Zhu pointed out that while LUNA had collapsed, other projects were working on algorithmic stablecoins, apparently missing the memo that no algorithmic stablecoin (arguably barring FRAX) has ever worked without at least temporarily losing its peg.
“Luna2 reuniting the Terra community as they rebuild the ecosystem,” he added, referencing Kwon’s questionable second attempt at a LUNA coin after Terra’s failure. After Kwon became crypto’s public enemy number one in the fallout, one would have thought Zhu would have reconsidered such an ill-judged tweet before posting, though in fairness 3AC was facing a $600 million loss on the Terra collapse. Perhaps he was coping, which would maybe make his bizarre statement more understandable.
In what could be described as a poor paraphrasing of Satoshi Nakamoto’s hidden message in the codebase of Bitcoin’s Genesis block, Zhu pointed out that there had been “zero need for govt bailouts” across Terra and the other algorithmic stablecoin projects. Yes, there were no government bailouts—we just got more regulatory attention and potentially draconian rules for stablecoins from them instead. Congratulations to Terra and those who supported it!
Communicating With Relevant Parties (06/15/2022)
We are in the process of communicating with relevant parties and fully committed to working this out
— Zhu Su 🔺 (@zhusu) June 15, 2022
Market sentiment felt like it was at rock bottom when Bitcoin failed below $21,000 in mid-June. In response, Celsius took the unprecedented decision to halt customer withdrawals, essentially blocking users from accessing their funds, then rumors of a major fund blowup started to surface.
The talk was that one of the biggest whales in the space had imploded on the downturn, and there were only a few parties that matched the description. It couldn’t be Alameda, people said—they were just too smart. And Jump had got burned on Terra but everyone knew they had more money than they knew what to do with after backing Solana. The other name doing the rounds was 3AC, but few believed it. Surely there was no way that a $10 billion fund like Three Arrows—the Three Arrows run by Su and Kyle—had gone bust?
Later that day, Zhu surfaced and all but confirmed the question everyone had been asking over the previous 24 hours. “We are in the process of communicating with relevant parties and fully committed to working this out,” he wrote in characteristically elusive fashion.
It later emerged that the “relevant parties” Zhu was referring to were the whale-sized lenders like Voyager Digital and Genesis that had entrusted 3AC with their funds in hopes of a tidy return.

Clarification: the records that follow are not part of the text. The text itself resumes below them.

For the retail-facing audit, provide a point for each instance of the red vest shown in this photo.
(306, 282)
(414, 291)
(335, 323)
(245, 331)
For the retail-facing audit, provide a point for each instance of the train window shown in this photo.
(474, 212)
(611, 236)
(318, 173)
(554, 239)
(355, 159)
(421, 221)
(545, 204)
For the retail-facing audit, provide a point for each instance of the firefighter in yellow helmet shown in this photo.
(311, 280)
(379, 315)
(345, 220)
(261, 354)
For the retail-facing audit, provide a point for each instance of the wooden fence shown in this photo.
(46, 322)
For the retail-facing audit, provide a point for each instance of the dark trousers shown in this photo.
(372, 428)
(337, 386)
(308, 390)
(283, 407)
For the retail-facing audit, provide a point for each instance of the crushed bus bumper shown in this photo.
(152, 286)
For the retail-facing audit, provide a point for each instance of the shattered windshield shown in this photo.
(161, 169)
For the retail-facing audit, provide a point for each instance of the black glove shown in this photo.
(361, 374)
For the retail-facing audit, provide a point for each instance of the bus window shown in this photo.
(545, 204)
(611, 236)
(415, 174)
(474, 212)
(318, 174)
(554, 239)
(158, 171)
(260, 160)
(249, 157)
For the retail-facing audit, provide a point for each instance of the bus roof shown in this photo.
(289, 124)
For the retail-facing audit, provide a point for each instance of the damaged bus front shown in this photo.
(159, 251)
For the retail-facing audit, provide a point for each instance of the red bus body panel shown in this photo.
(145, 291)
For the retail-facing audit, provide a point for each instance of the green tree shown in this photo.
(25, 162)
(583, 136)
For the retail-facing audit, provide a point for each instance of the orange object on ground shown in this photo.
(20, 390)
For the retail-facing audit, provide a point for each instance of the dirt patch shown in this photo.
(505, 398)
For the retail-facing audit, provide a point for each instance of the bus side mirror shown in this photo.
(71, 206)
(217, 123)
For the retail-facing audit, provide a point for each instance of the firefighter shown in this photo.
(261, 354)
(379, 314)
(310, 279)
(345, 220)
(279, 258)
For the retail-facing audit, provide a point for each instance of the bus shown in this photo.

Three Arrows Capital filed for Chapter 15 bankruptcy on July 1 after it defaulted on over $3.5 billion worth of loans due to the market collapse.
Zhu and Davies’ exact location is unknown, though the pair signaled their intention to relocate to Dubai in a July Bloomberg interview.
Zhu last tweeted on July 12.
Disclosure: At the time of writing, the author of this piece owned ETH and several other digital assets.